Having read the post on Ruminations regarding the 15 things meme, I thought it was worth doing myself. It was fun to write and mostly came out in a single stream of consciousness last night. It puts in print, some of the things that are in my head regarding my relationship with my books over time: some historical, some current.
- I loved Dr Suess as a child, not just the rhymes but the pictures of odd things and escher like stairways and arches and such. My sister also loved Dr Suess and there are already arguments over who will get which. Though it seems our mother, showing foresight, has put my name in some and my sister’s name in others.
- As a child I had bad teeth, and required many fillings. The dentist was on the first floor in Burwood, overlooking Burwood Rd; across the road was a bookshop, The Bookworm I think. After each filling, mum would buy me one or two of Enid Blyton’s Famous Five series; a painful filling garnering two books as reward or perhaps compensation. I think I eventually acquired all 21 in this manner.

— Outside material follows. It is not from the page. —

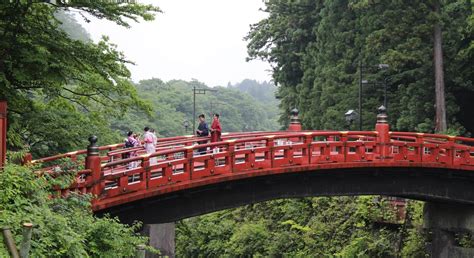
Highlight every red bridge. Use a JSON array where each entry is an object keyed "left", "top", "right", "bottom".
[{"left": 28, "top": 107, "right": 474, "bottom": 224}]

- As a child I wanted to own a children’s bookshop, then shut it down so that I could work my way through all the books, selfish bugger was I.
- I got a merit certificate in 6th class for library participation – simply because I’d borrowed the most books.

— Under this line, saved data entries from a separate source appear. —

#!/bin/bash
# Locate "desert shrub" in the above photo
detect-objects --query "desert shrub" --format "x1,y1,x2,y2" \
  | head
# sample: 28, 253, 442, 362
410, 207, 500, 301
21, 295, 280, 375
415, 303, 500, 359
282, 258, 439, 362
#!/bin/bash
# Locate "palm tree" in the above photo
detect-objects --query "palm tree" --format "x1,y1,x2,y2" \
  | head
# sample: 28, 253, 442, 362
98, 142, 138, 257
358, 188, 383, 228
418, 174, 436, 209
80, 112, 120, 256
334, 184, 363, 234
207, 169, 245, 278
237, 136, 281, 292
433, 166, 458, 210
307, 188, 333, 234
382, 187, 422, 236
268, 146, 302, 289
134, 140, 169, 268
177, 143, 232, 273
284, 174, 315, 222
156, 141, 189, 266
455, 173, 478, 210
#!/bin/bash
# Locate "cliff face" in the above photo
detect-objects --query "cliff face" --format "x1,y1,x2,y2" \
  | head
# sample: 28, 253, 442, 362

- One of my favourite books as a young lad, was “Palio: The Wildest Horse Race in the World“, about a horse race in Italy with various competing contradas, each named after an animal. When flicking through it a few years ago with my then partner, it opened to a page with the emblem of the Contrada of the Snail. I’d never considered that as a possible inspiration for the nickname I chose. She managed to procure, with much difficulty, a pennant from said contrada (as the book was based on real events), and it now hangs on my wall in the main room – a family crest of sorts.
- From my late teens, I bought lots of paperback SF, raiding the secondhand bookstores in Sydney, Ashwood’s especially. I read a lot of Asimov, Simak and other Golden Age writers.

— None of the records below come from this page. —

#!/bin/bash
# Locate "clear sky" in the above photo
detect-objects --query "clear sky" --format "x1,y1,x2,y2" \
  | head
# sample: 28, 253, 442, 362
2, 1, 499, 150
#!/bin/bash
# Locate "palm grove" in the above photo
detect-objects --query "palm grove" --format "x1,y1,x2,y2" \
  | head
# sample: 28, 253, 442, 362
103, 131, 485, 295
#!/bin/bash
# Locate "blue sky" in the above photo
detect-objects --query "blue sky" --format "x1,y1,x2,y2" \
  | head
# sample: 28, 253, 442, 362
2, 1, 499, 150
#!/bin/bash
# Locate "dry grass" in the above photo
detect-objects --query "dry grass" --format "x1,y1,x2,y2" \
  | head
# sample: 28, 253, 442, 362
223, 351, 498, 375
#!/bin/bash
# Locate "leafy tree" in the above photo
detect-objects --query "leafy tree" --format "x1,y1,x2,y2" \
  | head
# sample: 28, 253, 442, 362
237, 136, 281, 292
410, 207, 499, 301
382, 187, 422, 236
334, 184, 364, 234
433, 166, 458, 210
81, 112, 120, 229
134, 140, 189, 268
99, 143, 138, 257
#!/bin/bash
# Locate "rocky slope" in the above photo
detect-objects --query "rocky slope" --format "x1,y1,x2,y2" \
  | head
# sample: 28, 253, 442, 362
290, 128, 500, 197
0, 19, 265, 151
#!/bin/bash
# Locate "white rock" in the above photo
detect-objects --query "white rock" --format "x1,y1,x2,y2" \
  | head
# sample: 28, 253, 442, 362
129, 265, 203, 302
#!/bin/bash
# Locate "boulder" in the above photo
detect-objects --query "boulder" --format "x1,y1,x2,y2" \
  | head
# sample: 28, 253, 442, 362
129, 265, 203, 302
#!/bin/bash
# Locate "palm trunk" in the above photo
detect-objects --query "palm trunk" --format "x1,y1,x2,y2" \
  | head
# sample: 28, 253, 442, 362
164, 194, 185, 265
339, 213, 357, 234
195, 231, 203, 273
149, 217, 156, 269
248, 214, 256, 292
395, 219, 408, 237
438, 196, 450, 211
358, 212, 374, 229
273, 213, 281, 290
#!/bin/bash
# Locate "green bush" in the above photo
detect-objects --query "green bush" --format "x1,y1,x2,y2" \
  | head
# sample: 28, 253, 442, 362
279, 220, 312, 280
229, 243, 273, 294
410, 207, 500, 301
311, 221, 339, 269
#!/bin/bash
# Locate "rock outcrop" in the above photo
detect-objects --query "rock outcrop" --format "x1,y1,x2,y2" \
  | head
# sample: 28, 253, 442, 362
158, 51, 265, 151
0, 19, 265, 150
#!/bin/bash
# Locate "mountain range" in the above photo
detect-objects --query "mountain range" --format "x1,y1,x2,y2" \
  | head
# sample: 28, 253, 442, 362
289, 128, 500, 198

- Growing up, I bought and read lots of series: Enid Blyton (Famous Five, Secret Seven, * of Adventure), The Hardy Boys, Nancy Drew (these two series read very similarly and were badly formulaic – written I suspect, by the same consortium of writers under the nom-de-plumes of Franklin W Dixon and Carolyn Keene), Biggles, Trixie Belden (these were 95c each, eventually increasing to $1.25 per book).
- I like nice books. I have lots of paperbacks many dog eared (often by me), but at some point I decided I liked hardcovers, probably early in the early Pratchett days as I couldn’t wait for the paperback to come out. These days, for books I like, I seek out special editions, or leather bound copies. I’m not necessarily interested in first editions but I do like the feel of a nice book in the hand while reading. All books are for reading, regardless of cost. I buy books I want to read.
- I like odd books: esoteric, out there, generally unusual; especially if there are interesting pictures. One of my favourites of such is the Codex Seraphinianus. My former partner bought me a lovely copy of The Voynich Transcript and translated the french essay that introduced it. Both items are treasured and lie together in the bookcase beside my bed.
- In non fiction, I have a continuing interest in the History and Philosophy of Science which was my favourite major at uni. I have been slowly buying up all the books I used to photocopy.
- I like words and dictionaries. I follow a few linguistic blogs and have a small collection of dictionaries…which seems to be increasing. As a corollary, I also collect reference books. The librarian in me likes having a good ready reference shelf beside the computer.
- I like reading online too and back in the mid 90s on an old version of my website (annotated collection of links and other bits), I had htmlised Gutenberg’s version of HG Wells’ The Time Machine, along with some poetry.
- I have managed to cull, or weed, a few hundred books from my collection…which took everyone by surprise. I then replaced them with a few hundred books of dad’s, that I chose out of the 3,000 or so that he left behind. They are intermingled on the shelves with my own.
- For the first time in over a decade, all my books are in one place and on shelves, all visible. When I moved out of home, I left lots of books behind. Over the years I slowly packed my books and moved them out. For several years, they resided in boxes under my bed…and beside my bed. Even back when I lived in the parental home, to maximise space I would double stack the shelves ie one row in front of another so you had to move books in front to see what was behind. Now all titles are easily viewable.
- At a rough estimate, I currently have around 2,000 books. I plan to eventually add them all to my LibraryThing account which I hope, will make it easier to keep track of what I have.
I’d better stop there before I get carried away.